After caching, DB sharding, and peak traffic handling — this is what the complete system looks like. Every layer is redundant, every bottleneck has been addressed.

Full system diagram¶

graph TD
    C[Client / Browser] -->|HTTPS| CLB[Cloud Load Balancer managed by provider]
    CLB --> GW1[API Gateway 1 Zone A]
    CLB --> GW2[API Gateway 2 Zone B]
    CLB --> GW3[API Gateway 3 Zone C]
    GW1 & GW2 & GW3 --> AS[App Server Fleet auto-scaled]
    AS -->|check local cache first| LC[Local In-Process Cache hot keys only]
    AS -->|cache lookup| RC[Redis Cluster ~27GB steady state]
    AS -->|cache miss| DB[(DB Shards 8 shards x 3 replicas)]
    RC -->|miss| DB

Request flow at peak — redirect¶

1. User clicks bit.ly/x7k2p9
   Browser → HTTPS → Cloud LB

2. Cloud LB routes to one of 3 API Gateway instances

3. API Gateway:
   - Rate limit check
   - TLS already terminated
   - Load balance to one app server

4. App server:
   a. Check local in-process cache → HIT (hot key) → return 301 immediately
   b. Miss → check Redis Cluster → HIT → return 301, async populate local cache
   c. Miss → query DB shard → return 301, async populate Redis + local cache

5. Browser follows 301 → Location: https://long-url.com

Request flow at peak — creation¶

1. Client → POST /api/v1/urls { long_url }
   → Cloud LB → API Gateway → App server

2. App server:
   - Generate random 6-char base62 short code
   - Check DB shard for collision (unique index lookup)
   - If collision → regenerate
   - INSERT into DB shard primary
   - Set cookie: ryow_until = now + 30s
   - Return 200 { short_url: bit.ly/x7k2p9 }

3. Cache NOT populated on creation (write-around)
   First click populates cache

The numbers after all deep dives¶

Total reads at peak     → 1M/sec
Local cache absorbs     → hot keys, ~varies
Redis serves            → 80%+ of remaining reads
DB sees at peak         → ~200k/sec → spread across 8 shards × 2 secondaries = 16 read nodes
                        → ~12.5k reads/sec per node ← within Postgres capacity ✓

Total writes            → 1k/sec → all to shard primaries → ~125 writes/sec per shard ← trivial

Every SPOF eliminated¶

Component	Redundancy
Cloud LB	Managed by provider, multi-zone
API Gateway	3 instances across 3 availability zones
App servers	Auto-scaled fleet, stateless
Redis	Cluster mode, multiple nodes
DB	8 shards × 3 replicas = 24 machines

No single machine failure takes down the system at any layer.

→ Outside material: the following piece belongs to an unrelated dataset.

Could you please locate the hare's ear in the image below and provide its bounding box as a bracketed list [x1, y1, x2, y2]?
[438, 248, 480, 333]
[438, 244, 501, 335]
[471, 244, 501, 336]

Known remaining limitations¶

Pre-generated key DB  → collision retry degrades at high DB fill rate → next deep dive
Fault isolation       → creation and redirect share app servers → next deep dive
Analytics             → out of scope, but 301 means no click tracking possible

Interview framing

"Full stack at peak: Cloud LB → 3 API Gateway instances → auto-scaled app server fleet → local cache for hot keys → Redis Cluster → 8 DB shards with 3 replicas each. 1M reads/sec: local cache absorbs hot keys, Redis absorbs 80%+, DB sees ~200k/sec spread across 16 read nodes — ~12.5k each, within capacity. No single point of failure at any layer."